Merrill polled CEOs, CFOs, and COOs at 168 companies with market capitalizations between $88 million and $2.4 billion (as of December 2004). About 21 percent of respondents — nearly twice as many as in the first quarter of 2005 — said that pricing pressures would be a major issue for their businesses during the next 12 months. And 40 percent cited pricing as their primary tool for addressing competition in 2006, compared with 35 percent a year earlier.
The survey also found that 29 percent of respondents cited labor costs, rather than commodities, as the greatest threat to operating margins during the next 12 months, an increase of 7 percentage points compared with the first quarter of 2005. Commodity prices remain a concern, but the number of executives who identified them as a major worry rose only slightly.
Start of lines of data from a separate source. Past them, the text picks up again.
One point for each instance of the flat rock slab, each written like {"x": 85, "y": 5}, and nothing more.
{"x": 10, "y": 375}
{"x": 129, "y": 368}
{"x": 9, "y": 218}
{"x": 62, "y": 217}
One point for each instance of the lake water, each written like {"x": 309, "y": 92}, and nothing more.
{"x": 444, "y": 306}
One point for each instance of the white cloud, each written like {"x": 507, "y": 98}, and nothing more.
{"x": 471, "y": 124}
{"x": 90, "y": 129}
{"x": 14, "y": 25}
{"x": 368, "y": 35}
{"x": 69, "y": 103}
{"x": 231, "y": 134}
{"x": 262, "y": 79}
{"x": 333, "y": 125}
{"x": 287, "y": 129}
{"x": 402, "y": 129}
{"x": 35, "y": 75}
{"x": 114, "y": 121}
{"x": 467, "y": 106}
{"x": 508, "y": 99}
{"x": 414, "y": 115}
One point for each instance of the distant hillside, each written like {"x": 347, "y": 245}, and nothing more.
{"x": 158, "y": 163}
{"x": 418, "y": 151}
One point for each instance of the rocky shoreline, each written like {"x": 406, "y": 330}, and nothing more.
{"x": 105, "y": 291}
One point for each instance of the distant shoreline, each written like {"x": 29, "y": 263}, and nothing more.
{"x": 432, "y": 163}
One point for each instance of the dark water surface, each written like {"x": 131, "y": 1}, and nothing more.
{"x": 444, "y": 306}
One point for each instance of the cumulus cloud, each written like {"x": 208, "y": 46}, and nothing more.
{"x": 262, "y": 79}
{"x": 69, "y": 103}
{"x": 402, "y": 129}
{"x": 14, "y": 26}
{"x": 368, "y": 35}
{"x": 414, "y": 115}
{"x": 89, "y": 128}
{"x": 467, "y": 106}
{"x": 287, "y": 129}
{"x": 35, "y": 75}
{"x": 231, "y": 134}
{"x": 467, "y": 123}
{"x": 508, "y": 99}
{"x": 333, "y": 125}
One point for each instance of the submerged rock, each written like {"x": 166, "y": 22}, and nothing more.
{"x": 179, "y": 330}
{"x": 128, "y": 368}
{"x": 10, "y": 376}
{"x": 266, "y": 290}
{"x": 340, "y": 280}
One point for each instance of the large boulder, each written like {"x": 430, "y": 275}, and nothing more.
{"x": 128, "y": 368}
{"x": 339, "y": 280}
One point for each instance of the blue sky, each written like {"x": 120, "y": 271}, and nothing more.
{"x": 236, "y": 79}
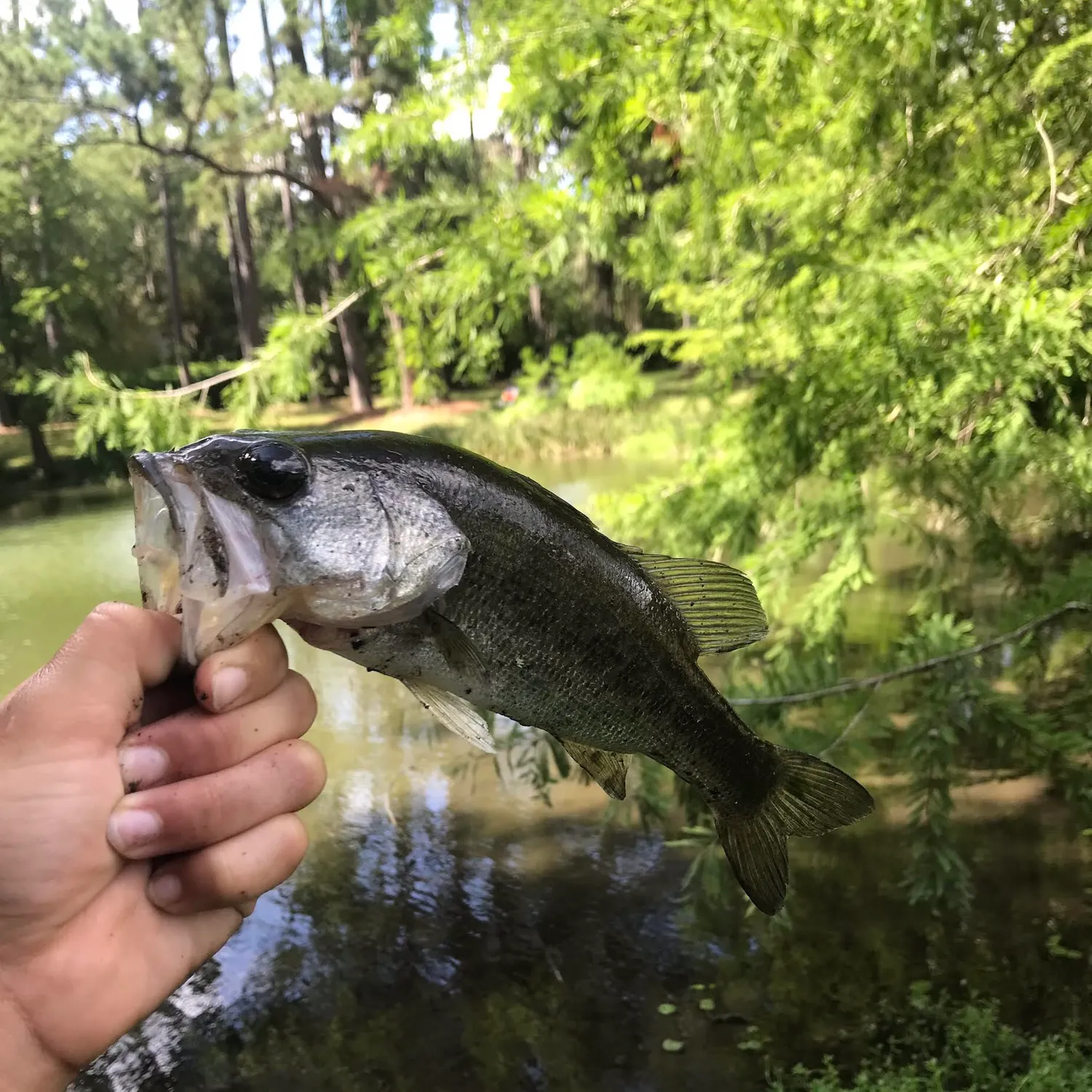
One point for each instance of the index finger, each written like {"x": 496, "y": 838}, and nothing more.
{"x": 94, "y": 686}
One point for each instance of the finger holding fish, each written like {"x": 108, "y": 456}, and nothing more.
{"x": 205, "y": 810}
{"x": 194, "y": 743}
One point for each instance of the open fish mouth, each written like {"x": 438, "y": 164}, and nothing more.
{"x": 199, "y": 557}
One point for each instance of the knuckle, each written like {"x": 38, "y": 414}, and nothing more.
{"x": 306, "y": 705}
{"x": 109, "y": 618}
{"x": 309, "y": 768}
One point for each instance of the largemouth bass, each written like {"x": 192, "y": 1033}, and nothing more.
{"x": 480, "y": 590}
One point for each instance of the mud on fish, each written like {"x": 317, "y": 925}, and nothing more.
{"x": 480, "y": 590}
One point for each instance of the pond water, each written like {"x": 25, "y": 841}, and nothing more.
{"x": 450, "y": 930}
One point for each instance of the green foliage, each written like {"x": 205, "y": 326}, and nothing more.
{"x": 946, "y": 1045}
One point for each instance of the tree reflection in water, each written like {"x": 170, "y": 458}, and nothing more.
{"x": 430, "y": 954}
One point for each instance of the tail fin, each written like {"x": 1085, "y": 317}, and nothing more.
{"x": 810, "y": 797}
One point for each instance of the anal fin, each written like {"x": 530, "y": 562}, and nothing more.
{"x": 454, "y": 713}
{"x": 606, "y": 769}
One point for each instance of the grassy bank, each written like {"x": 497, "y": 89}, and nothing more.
{"x": 941, "y": 1045}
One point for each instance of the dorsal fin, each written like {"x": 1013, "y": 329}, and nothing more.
{"x": 605, "y": 768}
{"x": 719, "y": 603}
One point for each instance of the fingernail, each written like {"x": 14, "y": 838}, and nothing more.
{"x": 132, "y": 828}
{"x": 227, "y": 685}
{"x": 164, "y": 889}
{"x": 142, "y": 766}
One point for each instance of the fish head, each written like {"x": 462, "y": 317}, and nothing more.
{"x": 236, "y": 531}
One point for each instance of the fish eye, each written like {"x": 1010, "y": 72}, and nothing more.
{"x": 272, "y": 471}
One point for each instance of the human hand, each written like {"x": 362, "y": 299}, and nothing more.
{"x": 108, "y": 902}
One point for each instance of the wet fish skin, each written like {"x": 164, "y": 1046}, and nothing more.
{"x": 567, "y": 630}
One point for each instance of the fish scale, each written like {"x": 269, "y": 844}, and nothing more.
{"x": 478, "y": 587}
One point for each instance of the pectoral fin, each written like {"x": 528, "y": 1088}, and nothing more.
{"x": 454, "y": 713}
{"x": 458, "y": 650}
{"x": 718, "y": 602}
{"x": 605, "y": 768}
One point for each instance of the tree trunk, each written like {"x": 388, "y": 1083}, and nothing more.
{"x": 39, "y": 450}
{"x": 50, "y": 323}
{"x": 7, "y": 413}
{"x": 173, "y": 295}
{"x": 537, "y": 319}
{"x": 349, "y": 330}
{"x": 463, "y": 17}
{"x": 405, "y": 373}
{"x": 288, "y": 212}
{"x": 233, "y": 269}
{"x": 246, "y": 266}
{"x": 633, "y": 316}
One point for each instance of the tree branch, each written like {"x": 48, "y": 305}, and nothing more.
{"x": 224, "y": 377}
{"x": 847, "y": 686}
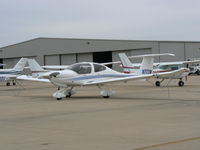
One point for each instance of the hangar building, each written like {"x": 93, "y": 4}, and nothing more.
{"x": 64, "y": 51}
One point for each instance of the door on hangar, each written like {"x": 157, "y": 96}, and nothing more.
{"x": 51, "y": 60}
{"x": 102, "y": 57}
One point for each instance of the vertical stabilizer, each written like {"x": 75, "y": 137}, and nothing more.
{"x": 147, "y": 65}
{"x": 35, "y": 68}
{"x": 126, "y": 64}
{"x": 20, "y": 65}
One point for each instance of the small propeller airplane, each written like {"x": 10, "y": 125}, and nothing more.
{"x": 163, "y": 70}
{"x": 88, "y": 74}
{"x": 10, "y": 75}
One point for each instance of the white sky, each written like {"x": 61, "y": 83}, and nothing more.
{"x": 23, "y": 20}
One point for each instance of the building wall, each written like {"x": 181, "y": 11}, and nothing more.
{"x": 56, "y": 51}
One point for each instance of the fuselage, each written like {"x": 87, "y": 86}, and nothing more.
{"x": 83, "y": 73}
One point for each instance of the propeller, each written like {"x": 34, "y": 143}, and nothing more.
{"x": 54, "y": 74}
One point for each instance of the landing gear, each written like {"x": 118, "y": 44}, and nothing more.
{"x": 181, "y": 83}
{"x": 63, "y": 92}
{"x": 157, "y": 83}
{"x": 106, "y": 96}
{"x": 106, "y": 93}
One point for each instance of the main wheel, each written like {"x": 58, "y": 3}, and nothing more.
{"x": 181, "y": 83}
{"x": 198, "y": 72}
{"x": 106, "y": 96}
{"x": 68, "y": 96}
{"x": 157, "y": 83}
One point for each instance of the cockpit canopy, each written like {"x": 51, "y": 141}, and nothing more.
{"x": 86, "y": 68}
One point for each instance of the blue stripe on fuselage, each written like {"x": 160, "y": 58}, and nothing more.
{"x": 10, "y": 72}
{"x": 101, "y": 76}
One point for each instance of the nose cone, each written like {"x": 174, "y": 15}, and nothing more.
{"x": 59, "y": 74}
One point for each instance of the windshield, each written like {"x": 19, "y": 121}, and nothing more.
{"x": 98, "y": 68}
{"x": 81, "y": 68}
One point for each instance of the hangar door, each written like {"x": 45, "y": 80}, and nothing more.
{"x": 102, "y": 57}
{"x": 68, "y": 59}
{"x": 51, "y": 60}
{"x": 10, "y": 62}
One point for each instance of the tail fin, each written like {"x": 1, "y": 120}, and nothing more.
{"x": 35, "y": 68}
{"x": 126, "y": 64}
{"x": 20, "y": 65}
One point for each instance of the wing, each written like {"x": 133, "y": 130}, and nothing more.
{"x": 56, "y": 67}
{"x": 122, "y": 79}
{"x": 172, "y": 74}
{"x": 30, "y": 78}
{"x": 8, "y": 77}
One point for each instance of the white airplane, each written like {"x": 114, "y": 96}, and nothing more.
{"x": 89, "y": 73}
{"x": 10, "y": 75}
{"x": 163, "y": 70}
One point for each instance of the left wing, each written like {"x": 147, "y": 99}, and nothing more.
{"x": 30, "y": 78}
{"x": 172, "y": 74}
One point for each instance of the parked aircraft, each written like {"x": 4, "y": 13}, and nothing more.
{"x": 163, "y": 70}
{"x": 89, "y": 73}
{"x": 10, "y": 75}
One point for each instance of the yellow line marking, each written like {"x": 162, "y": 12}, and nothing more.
{"x": 168, "y": 143}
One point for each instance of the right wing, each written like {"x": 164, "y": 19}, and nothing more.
{"x": 172, "y": 74}
{"x": 122, "y": 79}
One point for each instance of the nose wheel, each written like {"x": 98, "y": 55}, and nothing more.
{"x": 181, "y": 83}
{"x": 157, "y": 83}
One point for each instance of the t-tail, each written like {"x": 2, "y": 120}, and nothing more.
{"x": 146, "y": 66}
{"x": 20, "y": 65}
{"x": 35, "y": 68}
{"x": 128, "y": 67}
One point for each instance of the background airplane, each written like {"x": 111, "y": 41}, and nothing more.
{"x": 9, "y": 75}
{"x": 163, "y": 70}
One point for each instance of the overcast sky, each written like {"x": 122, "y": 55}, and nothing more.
{"x": 23, "y": 20}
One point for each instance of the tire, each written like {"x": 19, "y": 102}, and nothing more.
{"x": 181, "y": 83}
{"x": 157, "y": 83}
{"x": 106, "y": 96}
{"x": 198, "y": 72}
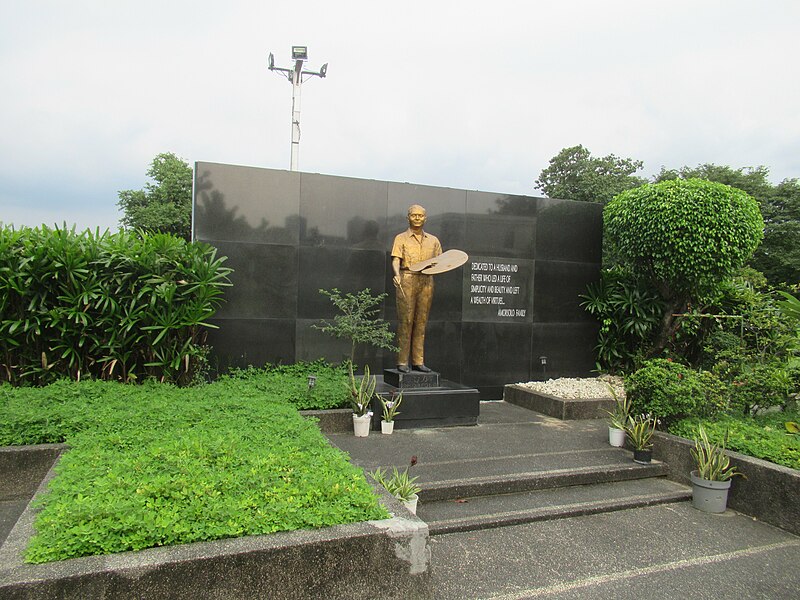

Merrill also reported that participants are worried about rises in benefit and health-insurance costs, indicating that “margins may come under further pressure as we progress through 2006.”
When leaders of small companies are not worrying about costs, increasing market share remains a key goal; in fact, it is the primary goal of 59 percent, compared with 50 percent in the first quarter of last year. A majority of survey participants expect to achieve this growth organically rather than through M&A, Merrill reported.
Despite the surge in short-term rates over the past year-and-a-half or so, 40 percent of respondents said they believe credit terms have improved. Only 7 percent cited funding availability as a primary challenge for growth in the next 12 months.
As for what these companies plan to do with borrowed money, 38 percent expect that M&A will be the biggest driver of their financing needs in 2006, especially in the capital-goods and financial sectors.